Auch wenn ich weiß: es ist noch nicht aller Tage Abend. Und Felix wird jetzt richtig Gas geben. Aber meine Position hat sich eindeutig verbessert und ich werde jetzt auch nicht einschlafen. Sondern die nächste Phase beginnen. Das Finetuning zum Beginn der Endphase.

APPS als mein
Fitness-Coach

Es gibt viele Apps auf dem Markt, die uns helfen, Kalorien zu berechnen und zu zählen, die unsere sportlichen Aktivitäten tracken und uns Trainingspläne anleiten.
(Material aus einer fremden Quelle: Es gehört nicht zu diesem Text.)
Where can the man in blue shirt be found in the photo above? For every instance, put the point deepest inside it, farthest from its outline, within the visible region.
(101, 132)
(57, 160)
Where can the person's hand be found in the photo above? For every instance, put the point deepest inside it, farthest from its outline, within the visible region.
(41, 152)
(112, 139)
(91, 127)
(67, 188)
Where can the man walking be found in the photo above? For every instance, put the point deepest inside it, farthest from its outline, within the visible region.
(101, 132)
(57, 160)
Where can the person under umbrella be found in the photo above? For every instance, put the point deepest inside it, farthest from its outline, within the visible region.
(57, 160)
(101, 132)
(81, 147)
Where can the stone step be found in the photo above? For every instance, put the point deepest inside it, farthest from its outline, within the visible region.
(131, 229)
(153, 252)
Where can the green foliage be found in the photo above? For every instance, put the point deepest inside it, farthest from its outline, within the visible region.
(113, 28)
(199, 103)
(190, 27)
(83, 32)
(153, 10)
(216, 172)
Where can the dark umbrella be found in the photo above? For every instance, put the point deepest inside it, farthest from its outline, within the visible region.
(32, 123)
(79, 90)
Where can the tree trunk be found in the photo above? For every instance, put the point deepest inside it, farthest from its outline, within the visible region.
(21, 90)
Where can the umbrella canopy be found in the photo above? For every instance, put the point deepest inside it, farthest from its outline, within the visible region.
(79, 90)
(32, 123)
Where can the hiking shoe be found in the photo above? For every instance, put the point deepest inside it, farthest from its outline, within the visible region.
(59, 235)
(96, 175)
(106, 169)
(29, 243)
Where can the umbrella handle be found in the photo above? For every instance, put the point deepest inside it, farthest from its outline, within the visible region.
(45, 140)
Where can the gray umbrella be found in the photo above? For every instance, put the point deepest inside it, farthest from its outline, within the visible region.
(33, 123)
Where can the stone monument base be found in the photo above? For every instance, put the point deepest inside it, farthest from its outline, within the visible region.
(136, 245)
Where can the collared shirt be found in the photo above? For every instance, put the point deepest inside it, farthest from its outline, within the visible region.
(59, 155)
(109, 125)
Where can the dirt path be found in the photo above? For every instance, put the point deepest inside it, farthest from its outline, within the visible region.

Nach intensiver Recherche habe ich mich für diese drei Apps entschieden, die mich durch meinen sixpack challenge hindurch „coachen“ sollten und die auch super miteinander „kommunizieren“:

My Fitnesspal

runtastic pro

sixpack app

 

Der Trainingsplan

Ich entschied mich dafür, mein vinyasa power Yoga weiterhin zweimal die Woche zu machen und zwei weitere Tage im Gym an meiner Gewichtsabnahme und meiner Definition zu arbeiten. Dann noch einen Tag für cardio – sei es joggen, Zumba oder bodycombat eingeplant und fertig war mein Programm.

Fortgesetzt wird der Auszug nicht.